La administración anterior no le bastó colocar a Chiapas como el estado más endeudado del país con un déficit de 40 mil millones de pesos, sino que a su vez ha dejado en banca rota las arcas del Estado, con un vergonzoso monto de 150 millones, recurso que al nuevo gobierno no le alcanza ni para pagar el gasto corriente.
Se dice que en otras administraciones, la Secretaría de Hacienda a la fecha contaba con mil 900 millones de pesos para ejecutar diversos gastos, sin embargo, la política de saqueo que imperó en la administración pasada tiene en 'focos rojos' las finanzas del actual gobierno.
Politólogos, economistas, académicos e intelectuales refieren que lo que es peor, es que durante los seis años del gobierno que feneció no se realizaron obras de gran impacto, y las que se hicieron, muchas de ellas lucen inconclusas por la falta de liquidez a las empresas constructoras.

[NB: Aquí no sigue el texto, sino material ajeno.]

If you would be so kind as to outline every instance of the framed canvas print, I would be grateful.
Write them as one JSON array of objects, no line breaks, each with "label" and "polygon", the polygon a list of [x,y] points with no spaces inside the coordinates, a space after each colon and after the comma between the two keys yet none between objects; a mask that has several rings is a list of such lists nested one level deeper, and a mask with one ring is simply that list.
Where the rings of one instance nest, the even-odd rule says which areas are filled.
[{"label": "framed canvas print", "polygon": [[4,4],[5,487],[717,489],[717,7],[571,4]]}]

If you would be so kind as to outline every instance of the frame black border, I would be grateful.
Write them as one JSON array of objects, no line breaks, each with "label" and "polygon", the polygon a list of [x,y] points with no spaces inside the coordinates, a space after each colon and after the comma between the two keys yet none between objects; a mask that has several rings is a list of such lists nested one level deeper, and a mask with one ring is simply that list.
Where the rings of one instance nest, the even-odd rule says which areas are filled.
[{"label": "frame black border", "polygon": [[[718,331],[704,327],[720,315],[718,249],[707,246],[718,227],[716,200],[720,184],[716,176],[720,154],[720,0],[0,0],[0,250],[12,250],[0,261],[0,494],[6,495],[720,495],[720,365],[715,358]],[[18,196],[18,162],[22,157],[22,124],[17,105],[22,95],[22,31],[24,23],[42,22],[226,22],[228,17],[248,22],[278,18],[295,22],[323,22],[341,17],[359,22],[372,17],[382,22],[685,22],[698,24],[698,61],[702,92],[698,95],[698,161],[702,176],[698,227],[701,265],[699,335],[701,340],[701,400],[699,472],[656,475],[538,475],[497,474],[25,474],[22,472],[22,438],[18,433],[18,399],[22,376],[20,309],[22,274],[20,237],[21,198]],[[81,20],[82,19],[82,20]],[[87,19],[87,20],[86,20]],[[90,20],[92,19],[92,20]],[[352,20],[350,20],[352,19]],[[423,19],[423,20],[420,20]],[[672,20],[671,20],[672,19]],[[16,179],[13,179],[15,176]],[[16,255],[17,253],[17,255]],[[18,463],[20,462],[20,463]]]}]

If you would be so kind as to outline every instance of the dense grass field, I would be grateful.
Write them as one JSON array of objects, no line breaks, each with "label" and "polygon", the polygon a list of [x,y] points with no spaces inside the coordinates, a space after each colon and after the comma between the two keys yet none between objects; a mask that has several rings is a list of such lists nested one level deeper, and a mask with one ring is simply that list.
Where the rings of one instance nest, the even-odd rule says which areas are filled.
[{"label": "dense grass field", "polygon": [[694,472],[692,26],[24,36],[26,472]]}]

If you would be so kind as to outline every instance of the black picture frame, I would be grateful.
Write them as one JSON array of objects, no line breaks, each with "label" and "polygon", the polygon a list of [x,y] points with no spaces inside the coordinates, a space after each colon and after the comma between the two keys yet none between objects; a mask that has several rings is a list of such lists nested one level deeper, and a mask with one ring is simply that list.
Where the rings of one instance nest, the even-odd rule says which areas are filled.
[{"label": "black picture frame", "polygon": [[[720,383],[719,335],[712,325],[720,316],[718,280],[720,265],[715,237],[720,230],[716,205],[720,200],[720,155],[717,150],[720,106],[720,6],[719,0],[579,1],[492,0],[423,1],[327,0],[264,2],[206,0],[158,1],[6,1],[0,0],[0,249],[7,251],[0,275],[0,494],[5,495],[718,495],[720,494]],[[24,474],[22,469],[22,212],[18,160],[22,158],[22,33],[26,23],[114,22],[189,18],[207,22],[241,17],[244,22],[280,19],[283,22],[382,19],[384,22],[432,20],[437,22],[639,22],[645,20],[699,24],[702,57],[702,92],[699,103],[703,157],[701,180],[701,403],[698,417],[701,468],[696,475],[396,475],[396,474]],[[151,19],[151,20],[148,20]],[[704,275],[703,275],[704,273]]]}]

Es decir, por donde se le vea (del 8 de diciembre del 2006 al 7 de diciembre del 2012) hubo un pillaje indiscriminado en las diferentes dependencias gubernamentales.
Se sabe que mucho de los actuales funcionarios cobraban nóminas en tres o cuatro lugares al mismo tiempo, con sueldos onerosos que llevaron a un sobreendudamiento derivado de la corrupción de una élite política irresponsable y perniciosa.
Por ello muchos de éstos -la mayoría de ellos todavía enquistados en el actual gobierno como encargados de despacho- pasaron a ser de simples ciudadanos a prominentes empresarios.
Si el Órgano de Fiscalización Superior del Congreso del Estado hiciera su trabajo, se podría rescatar parte de ese dinero perdido en las dependencias, ya que los culpables tienen nombres y apellidos.
Es una falta de respeto que al nuevo gobierno se le quiera heredar deudas ajenas, cuando en su momento se erogó un presupuesto para las necesidades de cada dependencia.
Si lo que se pensó era transferir deudas, están equivocados: No se puede etiquetar recursos sobre dos veces para un mismo fin, pues se violentan principios legales de la Constitución y en materia de transparencia.
Así que resolver este axioma es muy sencillo, que los nuevos ricos de este gobierno devuelvan lo que se llevaron, porque es dinero público, no es ningún fondo perdido; mucho menos para que se quede en los bolsillos de una clase política nefasta y abominable.